Book Review: "Union Atlantic" by Adam Haslett

Doug Fanning, a cocky war hero, is a tremendously successful banker in Boston, where he works for a major financial institution. Having grown up the son of a housekeeper in a working-class suburb of Boston, his competitive nature has taken him to the top of his profession, giving him authority for multi-million-dollar financial transactions all over the world. Charlotte Graves is an eccentric former teacher whose family has long had roots in the wealthy Boston suburb of Finden. She lives with her two dogs, whom recently have begun speaking to her in the voices of Cotton Mather and Malcolm X. Nate Fuller is a disaffected high school senior whose life has lost direction since his father's suicide.

Adam Haslett's Union Atlantic hits its stride as the lives of Doug, Charlotte, and Nate intersect in a number of ways. This is a story of how the thirst for power—be it financial or power over another human being—can obsess a person; it is a story of the strange twists and turns that personal relationships can take; and it is a story of how when you pursue what you want single-mindedly, you may discover it isn't what you want at all.
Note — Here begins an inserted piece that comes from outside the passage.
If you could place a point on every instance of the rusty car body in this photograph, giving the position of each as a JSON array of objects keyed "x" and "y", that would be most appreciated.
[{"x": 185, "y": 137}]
A great author can hook you on a story even when the characters aren't completely appealing, and that is the case with Union Atlantic. Adam Haslett is a fantastic writer and he has created tremendously flawed yet amazingly appealing characters who draw you fully into their story. While the book gets mired down a bit too much in its financial details, particularly at the beginning, at its heart this is more of a story about personal relationships than the banking world in which a great portion of it is set. Even as it headed toward its somewhat-expected conclusion, the book intrigued me tremendously, and I've found myself still thinking about the characters and wondering what happened to them after the book ended. That, in my opinion, is the mark of a great story.